Now I'm the first to admit that pipelines can go from blockbuster-potential to near-worthless very quickly, but I just find this to be odd. Yes, Lilly has a drug similar to '785 in the clinic for osteoporosis, and yes Regeneron (REGN) and Sanofi (SNY) have seen good early data with their PCSK inhibitor for cholesterol. But does that mean that while Big Pharma's 2017/2018 revenue estimates often are 30-60% comprised of not-yet-approved drugs, Amgen deserves no credit?
Amgen And AstraZeneca - Both Seem To Win
I also want to comment on the previously announced licensing deal between Amgen and AstraZeneca. I happen to think this is one of those all-too-rare "win-win" deals. Amgen gets to reduce their costs and de-risk their pipeline (very Big Pharma-ish of them), while AstraZeneca gets some desperately needed juice in its pipeline.
Only one of these drugs is far enough along to be really interesting (brodalumab), but AstraZeneca is getting a roster of drugs targeting psoriasis, asthma, Crohn's, lupus, and asthma. Better still, it's only costing AstraZeneca $50 million upfront, a low royalty, and a 50/50 split of eventual profits. While Amgen isn't so hard up for money that they couldn't develop these drugs themselves, it's a logical way of shedding risk and keeping the R&D effort to a manageable size and focus.
The Bottom Line
Of course plenty can still go wrong from here for Amgen. Pipeline drugs can fail (almost certainly some will), and drugs like Abbott's (ABT) Humira, biosimilars thereof, or new oral drugs like Pfizer's tofacitinib could take revenue away from Enbrel.

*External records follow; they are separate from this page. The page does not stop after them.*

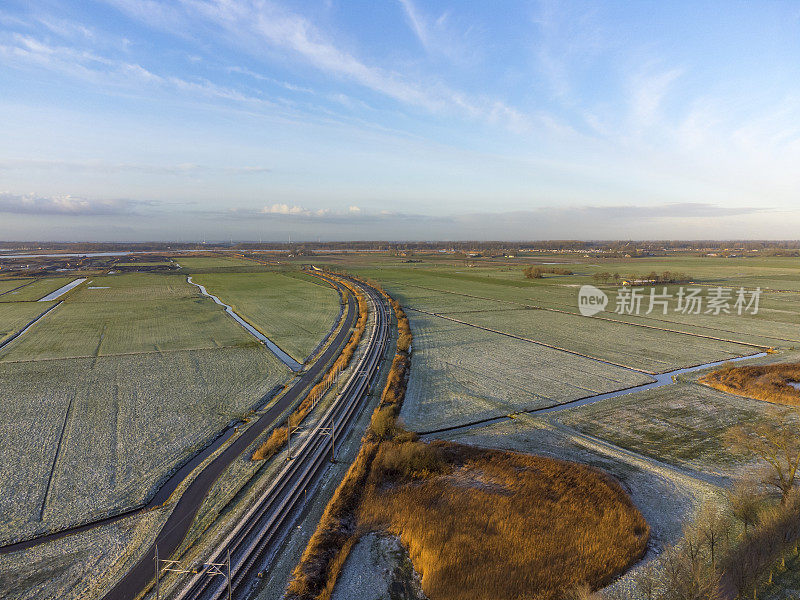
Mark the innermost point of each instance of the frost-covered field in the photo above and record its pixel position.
(294, 312)
(636, 347)
(667, 496)
(112, 391)
(16, 315)
(35, 290)
(81, 565)
(110, 429)
(461, 374)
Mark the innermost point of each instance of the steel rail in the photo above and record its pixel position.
(250, 538)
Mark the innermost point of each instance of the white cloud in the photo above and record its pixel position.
(256, 24)
(32, 204)
(102, 166)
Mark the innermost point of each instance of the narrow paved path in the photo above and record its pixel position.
(182, 516)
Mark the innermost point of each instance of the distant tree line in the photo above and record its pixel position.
(651, 278)
(538, 272)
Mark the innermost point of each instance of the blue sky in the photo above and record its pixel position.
(398, 119)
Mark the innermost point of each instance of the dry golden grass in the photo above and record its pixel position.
(761, 382)
(322, 561)
(487, 524)
(478, 523)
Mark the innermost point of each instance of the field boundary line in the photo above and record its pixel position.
(19, 287)
(287, 359)
(642, 461)
(660, 380)
(30, 324)
(55, 458)
(566, 312)
(336, 324)
(51, 358)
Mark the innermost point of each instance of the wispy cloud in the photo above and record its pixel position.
(263, 25)
(101, 166)
(32, 204)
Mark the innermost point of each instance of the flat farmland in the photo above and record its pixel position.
(190, 263)
(107, 328)
(16, 315)
(461, 374)
(38, 289)
(129, 314)
(296, 312)
(110, 392)
(6, 285)
(683, 424)
(446, 290)
(635, 347)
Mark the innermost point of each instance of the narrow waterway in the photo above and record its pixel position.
(659, 380)
(274, 348)
(55, 295)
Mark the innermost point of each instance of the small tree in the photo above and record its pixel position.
(777, 446)
(746, 502)
(712, 527)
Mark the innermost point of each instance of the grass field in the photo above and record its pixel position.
(296, 312)
(38, 289)
(111, 391)
(7, 285)
(189, 263)
(16, 315)
(461, 374)
(682, 425)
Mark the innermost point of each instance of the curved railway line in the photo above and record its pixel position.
(262, 523)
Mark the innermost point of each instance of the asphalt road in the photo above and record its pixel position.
(260, 528)
(179, 522)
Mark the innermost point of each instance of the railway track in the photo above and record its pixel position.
(172, 533)
(254, 535)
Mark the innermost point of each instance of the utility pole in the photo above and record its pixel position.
(289, 431)
(158, 576)
(331, 431)
(209, 569)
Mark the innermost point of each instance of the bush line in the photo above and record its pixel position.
(279, 435)
(315, 575)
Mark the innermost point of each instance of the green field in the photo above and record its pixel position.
(38, 289)
(16, 315)
(190, 263)
(296, 311)
(6, 285)
(461, 374)
(137, 313)
(501, 299)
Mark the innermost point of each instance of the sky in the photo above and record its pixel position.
(134, 120)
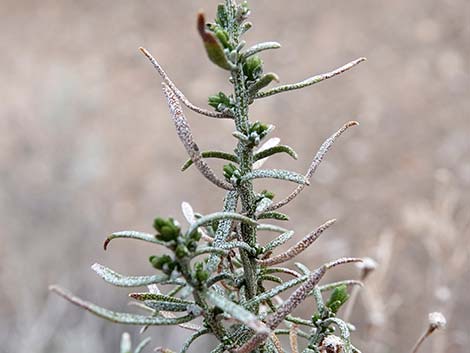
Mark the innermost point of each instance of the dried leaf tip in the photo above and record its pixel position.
(201, 27)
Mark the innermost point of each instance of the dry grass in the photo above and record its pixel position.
(86, 148)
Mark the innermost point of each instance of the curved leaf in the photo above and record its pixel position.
(276, 174)
(119, 280)
(122, 318)
(131, 234)
(212, 154)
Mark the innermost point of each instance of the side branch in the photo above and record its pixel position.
(178, 93)
(309, 81)
(122, 318)
(184, 133)
(297, 248)
(324, 148)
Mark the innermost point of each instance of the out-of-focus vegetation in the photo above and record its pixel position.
(85, 150)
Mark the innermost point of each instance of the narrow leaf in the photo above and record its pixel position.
(214, 49)
(126, 281)
(274, 215)
(324, 148)
(126, 344)
(237, 312)
(274, 141)
(192, 338)
(122, 318)
(212, 154)
(131, 234)
(297, 248)
(184, 133)
(142, 345)
(255, 49)
(179, 94)
(220, 216)
(224, 228)
(276, 174)
(310, 81)
(281, 239)
(262, 82)
(273, 150)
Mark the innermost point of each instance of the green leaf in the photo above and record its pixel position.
(262, 82)
(118, 317)
(253, 68)
(281, 239)
(344, 332)
(142, 345)
(275, 291)
(309, 81)
(220, 216)
(193, 337)
(212, 154)
(237, 312)
(126, 344)
(338, 297)
(276, 174)
(273, 150)
(159, 302)
(214, 49)
(274, 215)
(255, 49)
(130, 234)
(126, 281)
(168, 229)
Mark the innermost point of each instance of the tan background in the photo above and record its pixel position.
(87, 148)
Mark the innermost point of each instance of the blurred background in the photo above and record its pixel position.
(87, 148)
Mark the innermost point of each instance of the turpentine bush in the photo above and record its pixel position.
(212, 278)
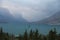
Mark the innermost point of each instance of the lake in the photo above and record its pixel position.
(19, 28)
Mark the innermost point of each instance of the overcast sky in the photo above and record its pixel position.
(31, 10)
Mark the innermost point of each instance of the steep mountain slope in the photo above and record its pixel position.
(5, 16)
(54, 19)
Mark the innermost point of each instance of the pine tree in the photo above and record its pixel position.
(31, 35)
(36, 35)
(20, 37)
(25, 35)
(52, 35)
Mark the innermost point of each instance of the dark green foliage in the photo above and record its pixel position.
(32, 35)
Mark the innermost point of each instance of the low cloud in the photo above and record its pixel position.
(32, 10)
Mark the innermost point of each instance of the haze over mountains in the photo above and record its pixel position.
(54, 19)
(5, 16)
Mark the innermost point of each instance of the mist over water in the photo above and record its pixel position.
(19, 28)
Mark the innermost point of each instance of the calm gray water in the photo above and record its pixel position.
(19, 28)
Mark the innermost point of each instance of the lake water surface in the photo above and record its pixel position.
(19, 28)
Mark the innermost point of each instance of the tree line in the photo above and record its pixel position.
(32, 35)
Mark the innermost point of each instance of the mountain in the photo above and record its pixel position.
(6, 16)
(54, 19)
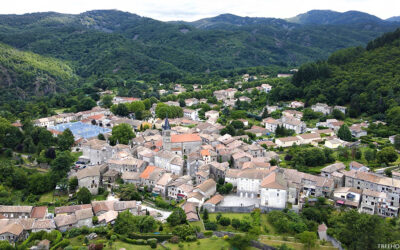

Still, I like what Amgen is doing in getting smarter about analyzing risk/cost/benefit and building a global footprint. I also happen to think that a company that has developed multiple blockbusters deserves a bit more respect for its pipeline. All told, I think Amgen shares could be worth something in the mid-$80s today, though I'd observe that even using the pipeline-free sell-side revenue curve suggests fair value at least in the high $70s.